The EU court decision to uphold the fines and un-bundle media player is a deep blow to Microsoft's credibility and creates friction against their Phase II Lex-Lutherian world domination plan.
It follows two weeks after ISO sent Microsoft's ignominious & fraudulent document format standard, OOXML, packing to a ballot-resolution process next Feb.
Among the more interesting details, EU officials had compared Microsoft's strategy of offering thousands of pages of "documentation" in both the ISO and anti-competition appeal instances to a "denial-of-service attack" (with the intent of paralyzing any authoritative attempts to advise adjustment or certify compliance)...basically gumming up the works while superficially satisfying the censure demanding the publication of application programming interfaces. Accordingly, the EU establishes herein its capacity to see through technical software gamesmanship -- a particularly bad habit of Microsoft's -- and there will be little patience for it going forward, not only in Microsoft's case.
Coverage today...
The New York Times | "European Court Rejects Microsoft's Antitrust Appeal" | Kevin J. O'Brien
The Financial Times | "Microsoft loses EU antitrust appeal" | Tobias Buck
Microsoft Watch (eWeek) | "Microsoft's Stunning Court Defeat" | Joe Wilcox
The Economist | "A bittersweet win over Microsoft" | staff
The Economist in particular offers this balanced view...
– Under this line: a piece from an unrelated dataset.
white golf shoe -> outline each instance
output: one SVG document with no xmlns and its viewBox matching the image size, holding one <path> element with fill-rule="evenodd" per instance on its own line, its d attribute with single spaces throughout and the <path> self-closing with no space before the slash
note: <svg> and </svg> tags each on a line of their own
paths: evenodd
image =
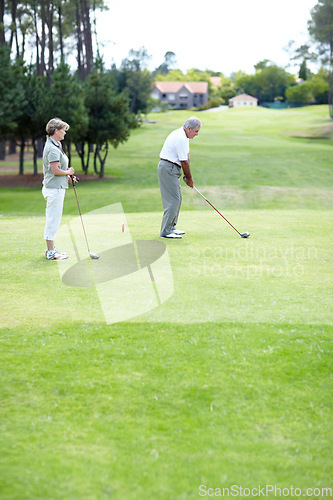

But Microsoft's greater concern may well be the advance of open-source software and open standards. Linux, an open-source operating system, is widely used in servers and among the technically minded but for now constitutes no threat to Windows. Firefox, an open-source browser, is used by at least one in ten instead of Microsoft's Internet Explorer. Windows and Office, the firm's word-processing and other applications, are the backbone of Microsoft. But increasingly the rise of online applications [and virtualization] will lessen the importance of operating systems [insert & emph. mine -Ed.] and may eventually chip away at Microsoft's dominance.
The Commission's tough line may at least offer some succour to Microsoft's rivals. But Ms Kroes's desire to see Microsoft suffer a significant drop in [market] share that Windows enjoys (95% of the world's one billion or so computers use the system) looks fanciful in the short term. Microsoft's pride may have been hurt by the court, but its dominance is hardly under immediate threat.
Begs the question: what will be Strike Three?
It won't be the ISO ballot-resolution process because I expect Microsoft's OOXML to pass there -- because the convener, Alex Brown, has stated his bias to produce a process which leans toward ACCEPTANCE, despite the fundamental problems with Microsoft owning a global document format standard.
As convenor, one of my responsibilities is to run the meeting in a such a way that it maximises the chances of approving a text.
The ODF v OOXML conflict is irrelevant anyway because neither one provides adequate technical interoperability and the conflict is a red herring (Microsoft is not gunning for ODF with OOXML, they seek to take out HTML with it).
No. Strike Three will come sooner than Feb '08 when we deliver an interoperability antidote and blow to all IT vendors seeking to constrain document interop; our solution is the key for all enterprise customers to end lock-in if they want to.
[Updated several times today...I can't say where as it will interrupt the Flow. -Ed.]